Los médicos españoles subrayan que las mujeres en nuestro país verbalizan mejor que los hombres los síntomas de sus dolencias al acudir a sus consultas. Al escucharles su narración se hacen una idea exacta, ubicándoles la geografía de su dolor con precisión en el mapa de la enfermedad correspondiente. Con los hombres, en cambio, los galenos van más a ciegas que los veterinarios cuando le preguntan al periquito enfermo.

Tal cosa en absoluto es aplicable a mi familia, sobre todo en lo relativo a enfermedades respiratorias. Desciendo de una rancia estirpe de tísicos de reconocido prestigio: un cuadro clínico de libro, un historial memorable. Mi padre cursó pleuresía tuberculosa. Sin embargo su hermano mayor apuntó más alto. Pasando de preámbulos, cayó malo de tuberculosis directamente, a lo grande, aunque sobrevivió por lucir una gordura colosal, proeza biológica que no alcanzó en cambio la única chica de los tres hermanos, flacucha y mística como pocas que bien pronto voló inmaculada a reunirse con el Creador. Corrían los ‘felices años veinte’. En cuanto a mí, tan positivo di en la prueba de la tuberculina que se impuso a la población infantil en los sesenta, que pensé que iba a salir en el NO-DO. Sí, el bacilo de la tuberculosis, aunque atontado, corre por mis venas. Así que cuando toso mucho me transformo en Gustavo Adolfo y escribo rimas. Todo es ponerse.
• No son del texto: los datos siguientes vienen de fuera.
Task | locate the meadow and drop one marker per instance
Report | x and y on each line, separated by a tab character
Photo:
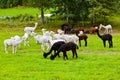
94	62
Mi familia se las ha visto tantas veces con estos males que ha desarrollado un vocabulario de lo más elaborado para pormenorizar sus síntomas. En especial mi padre, que además del léxico contrajo una fobia mayúscula, hasta por un simple resfriado. La tos en mi casa, además de estigma, era casi como la nieve para los esquimales, que utilizaban hasta cincuenta palabras para nombrar sus diferentes estados.

Por lo que a mí respecta, fui un discípulo poco aventajado. Ahora bien, al acudir a la farmacia a por un antitusivo da gusto oírme cuando se me pregunta qué tipo de tos curso.